Progenesis SameSpots and its statistic tools have become indispensable in our gel based proteomics workflows.
Dynamic range and intensity levels in use
The Image QC stage of Progenesis SameSpots checks all your gel images to help find any quality issues that may prevent you getting the best results out of the analysis. As feedback, it shows the results of the checks. For example...
31.25% of the available dynamic range is in use
26.17% of
the available intensity levels are in use
Dynamic range
The dynamic range of an image refers to the actual range of pixel values used, which will be less than the available range of values. For example, with a 16 bit image there are 65,535 available values. Your data will lie somewhere inside that range.

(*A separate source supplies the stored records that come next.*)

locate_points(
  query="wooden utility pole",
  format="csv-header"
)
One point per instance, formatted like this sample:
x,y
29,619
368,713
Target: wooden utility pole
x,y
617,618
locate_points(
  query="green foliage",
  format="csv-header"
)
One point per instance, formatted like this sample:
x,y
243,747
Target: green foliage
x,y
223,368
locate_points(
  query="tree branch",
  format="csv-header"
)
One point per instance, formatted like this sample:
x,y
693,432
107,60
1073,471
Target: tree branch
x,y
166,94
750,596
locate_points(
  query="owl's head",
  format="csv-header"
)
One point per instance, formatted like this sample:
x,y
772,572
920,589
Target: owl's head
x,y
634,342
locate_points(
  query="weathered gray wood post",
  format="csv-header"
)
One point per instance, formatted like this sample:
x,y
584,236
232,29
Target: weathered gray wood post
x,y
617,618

A low dynamic range means less precision in the intensities represented by each pixel. More precision in the image helps differentiate low abundance spots from background, and allows greater quantitative accuracy.
You can adjust the dynamic range in CCD camera systems by altering the exposure time, or in a laser based system by fine tuning the voltage of the PMT detector. You should consult your scanner documentation, or contact your scanner supplier, for information on how to achieve this.
If we put the pixel values used into a histogram (ignoring the top and bottom 0.1%, so we don't get skewed results because of noise), we can find the range of the image data and express this as a percentage of the available range. This is how we calculate the measure for dynamic range reported in the ImageQC stage.
Intensity histogram of a typical gel image showing a dynamic range of about 30% of the available range
Intensity levels in use
The value for available intensity levels in use is the number of discrete intensity values in the image expressed as a percentage of the available range.
The histogram below illustrates a problem that wouldn't be found by the dynamic range check but does become apparent when we look at the intensity levels in use. The dynamic range is high but only a small percentage of the individual levels are present.
A low percentage of intensity values is often a result of applying some form of Contrast Stretching or Histogram Equalisation to the scanned image. These techniques are commonly used in digital imaging applications to improve images for viewing but such manipulation of raw data in your experiment should be avoided. It can lead to inaccurate spot measurements and bias your results.